Einen speziellen Forschungspreis für Alternativen zu Tierversuchen einzurichten, halte ich nicht für sinnvoll. Es gibt bereits spezifische Förderprogramme auf nationaler und internationaler Ebene. Außerdem gibt es zahlreiche Forschungspreise, die die Einschränkung und den Ersatz von Tier

versuchen fördern. Dazu zählt der Tierschutzforschungspreis des Bundes. Weitere Preise werden von der Deutschen Forschungsgemeinschaft und anderen Verbänden und Stiftungen vergeben. So ist etwa der Preis der Felix-Wankel-Stiftung mit 30.000 € dotiert. Dem einen weiteren Preis hinzuzufügen, würde weder eine Signalwirkung noch zusätzliche Strahlkraft mit sich bringen.

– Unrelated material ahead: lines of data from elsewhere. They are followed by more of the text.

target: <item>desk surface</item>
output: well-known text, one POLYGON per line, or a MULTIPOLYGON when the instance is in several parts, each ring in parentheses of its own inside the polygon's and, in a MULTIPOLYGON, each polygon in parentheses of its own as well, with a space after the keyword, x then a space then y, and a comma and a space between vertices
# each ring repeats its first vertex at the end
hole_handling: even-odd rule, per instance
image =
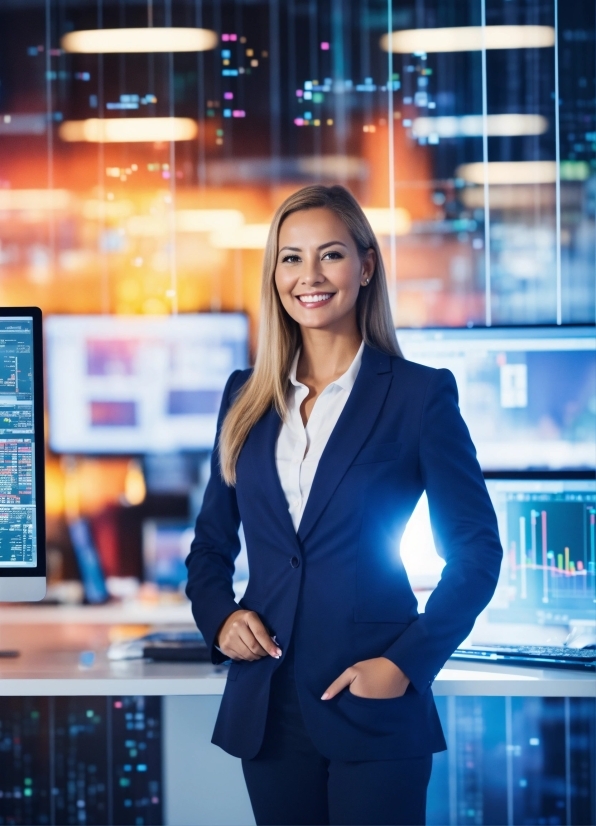
MULTIPOLYGON (((110 662, 104 625, 5 625, 0 649, 16 648, 15 659, 0 658, 0 696, 201 695, 222 694, 227 669, 208 664, 110 662), (82 651, 94 651, 90 668, 79 665, 82 651)), ((596 697, 594 674, 449 662, 439 673, 435 695, 596 697)))

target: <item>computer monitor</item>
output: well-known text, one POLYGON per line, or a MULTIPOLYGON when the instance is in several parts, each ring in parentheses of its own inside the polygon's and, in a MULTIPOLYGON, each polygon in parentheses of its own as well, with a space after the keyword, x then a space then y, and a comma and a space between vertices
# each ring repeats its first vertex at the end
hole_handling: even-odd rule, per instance
POLYGON ((404 355, 455 375, 484 470, 596 467, 594 327, 397 331, 404 355))
MULTIPOLYGON (((596 623, 596 480, 516 474, 487 479, 486 486, 504 550, 488 622, 596 623)), ((412 586, 432 590, 445 562, 435 549, 426 494, 400 553, 412 586)))
POLYGON ((58 453, 210 450, 226 380, 248 363, 241 313, 52 316, 45 332, 58 453))
POLYGON ((489 479, 504 558, 489 622, 596 622, 596 480, 489 479))
POLYGON ((89 522, 86 519, 75 519, 69 524, 68 530, 83 583, 85 602, 89 605, 107 602, 110 594, 89 522))
MULTIPOLYGON (((185 560, 194 539, 194 525, 182 519, 147 519, 143 523, 143 578, 164 590, 186 585, 185 560)), ((242 526, 240 553, 234 560, 233 587, 240 598, 248 583, 248 555, 242 526)))
POLYGON ((0 601, 46 592, 41 310, 0 308, 0 601))

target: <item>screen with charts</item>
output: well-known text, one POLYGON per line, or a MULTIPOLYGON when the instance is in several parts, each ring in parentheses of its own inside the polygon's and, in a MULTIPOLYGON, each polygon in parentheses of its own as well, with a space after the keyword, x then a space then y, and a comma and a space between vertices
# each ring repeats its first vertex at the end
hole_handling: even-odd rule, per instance
POLYGON ((0 568, 37 566, 33 319, 0 315, 0 568))
POLYGON ((454 374, 484 470, 596 467, 593 327, 398 330, 410 361, 454 374))
MULTIPOLYGON (((488 621, 596 620, 596 481, 488 479, 486 486, 504 552, 488 621)), ((435 549, 426 494, 400 554, 412 586, 432 590, 445 563, 435 549)))
POLYGON ((596 620, 596 481, 491 479, 504 557, 491 622, 596 620))
POLYGON ((209 450, 226 380, 248 361, 240 313, 53 316, 45 332, 58 453, 209 450))

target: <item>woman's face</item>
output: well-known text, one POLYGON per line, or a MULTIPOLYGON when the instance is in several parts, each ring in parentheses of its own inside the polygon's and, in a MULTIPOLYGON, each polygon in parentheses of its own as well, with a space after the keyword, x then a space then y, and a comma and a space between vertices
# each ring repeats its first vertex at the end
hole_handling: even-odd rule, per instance
POLYGON ((281 225, 275 285, 284 309, 301 327, 355 324, 358 292, 374 268, 374 250, 362 259, 344 222, 330 209, 293 212, 281 225))

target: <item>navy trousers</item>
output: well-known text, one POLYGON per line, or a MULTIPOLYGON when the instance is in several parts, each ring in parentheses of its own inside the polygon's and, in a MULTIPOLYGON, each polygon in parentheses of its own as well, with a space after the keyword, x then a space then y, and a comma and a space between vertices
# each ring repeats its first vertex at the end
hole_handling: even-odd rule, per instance
POLYGON ((291 646, 287 654, 273 676, 261 749, 242 761, 257 826, 423 826, 432 755, 325 758, 304 726, 291 646))

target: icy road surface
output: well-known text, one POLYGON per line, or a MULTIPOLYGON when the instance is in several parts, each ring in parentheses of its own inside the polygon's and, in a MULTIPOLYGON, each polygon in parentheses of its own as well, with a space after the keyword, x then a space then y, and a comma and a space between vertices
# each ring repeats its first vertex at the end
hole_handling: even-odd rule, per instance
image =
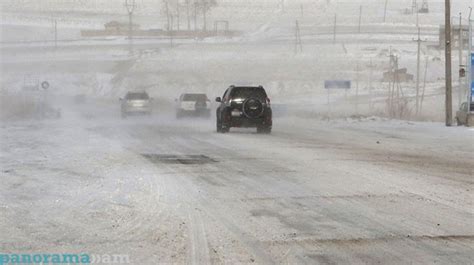
POLYGON ((65 112, 1 125, 0 252, 132 264, 469 264, 473 136, 400 121, 65 112), (95 114, 97 114, 95 113, 95 114))

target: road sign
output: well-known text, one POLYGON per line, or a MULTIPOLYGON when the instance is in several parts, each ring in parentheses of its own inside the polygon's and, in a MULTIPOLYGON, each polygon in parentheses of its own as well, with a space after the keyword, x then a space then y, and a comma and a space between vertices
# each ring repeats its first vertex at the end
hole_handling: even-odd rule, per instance
POLYGON ((351 89, 350 80, 326 80, 324 81, 326 89, 351 89))

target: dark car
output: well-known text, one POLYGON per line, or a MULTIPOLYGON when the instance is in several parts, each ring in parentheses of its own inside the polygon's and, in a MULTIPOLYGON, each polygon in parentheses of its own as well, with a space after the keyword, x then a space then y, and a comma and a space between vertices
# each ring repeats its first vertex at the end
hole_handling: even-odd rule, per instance
POLYGON ((258 133, 272 131, 272 108, 270 99, 262 86, 229 87, 217 108, 217 132, 229 132, 232 127, 257 128, 258 133))

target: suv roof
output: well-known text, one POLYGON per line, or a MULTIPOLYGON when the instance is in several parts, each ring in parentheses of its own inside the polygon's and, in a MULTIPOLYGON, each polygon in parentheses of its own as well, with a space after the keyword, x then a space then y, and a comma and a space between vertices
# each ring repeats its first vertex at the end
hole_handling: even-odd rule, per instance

Herr Minister, erlauben Sie eine Zwischenfrage von Herrn Schultheis?

Gerne, aber ich möchte noch einen Satz hinzufügen.

Bitte.

Meine Damen und Herren, das ist ein Teil dieses Programms, die Tierversuche zu reduzieren.

Ich darf an dieser Stelle daran erinnern, dass wir vor ungefähr zehn Tagen im MUNLV ein Symposium mit vielen Wissenschaftlern aus ganz Deutschland durchgeführt haben, das großen Anklang gefunden hat. Ich bekomme in den letzten Tagen viele Briefe von Teilnehmern an diesem Symposium – Sie, Frau Abgeordnete Wiegand, waren auch dabei: wunderbar –, die von der Art und Weise, wie die Landesregierung dieses Thema angeht, angetan waren.

Von daher bin ich sehr optimistisch, dass wir hier weiterhin auf einem guten Weg sind. Dazu tragen der Wissenschaftsminister, der Umwelt- und Verbraucherschutzminister und die gesamte Landesregierung bei. Es wäre gut, und ich würde es für die Landesregierung begrüßen, wenn wir in dieser wichtigen Frage, die sehr viele Menschen berührt, zu einer möglichst breiten Position des Landesparlaments kommen würden.

Bitte schön, Herr Schultheis.

Herr Minister Uhlenberg, können Sie sich vorstellen – so habe ich das sogenannte Hochschulfreiheitsgesetz verstanden –, dass die Landesregierung nicht gänzlich auf die Einflussnahme auf Hochschulen verzichten möchte und Sie das Thema „Ersatz von Tierversuchen“ in Zielvereinbarungen mit den Hochschulen einbringen können?

Herr Abgeordneter, das muss überprüft werden, aber generell muss nach dem neuen Hochschulfreiheitsgesetz die Initiative von unten kommen. Vorbei sind die Zeiten, in denen ein Wissenschaftsminister segnend durchs Land fuhr und den Hochschulen und den Fachhochschulen vor Ort erklärte, was für sie gut ist. Das hat sich geändert.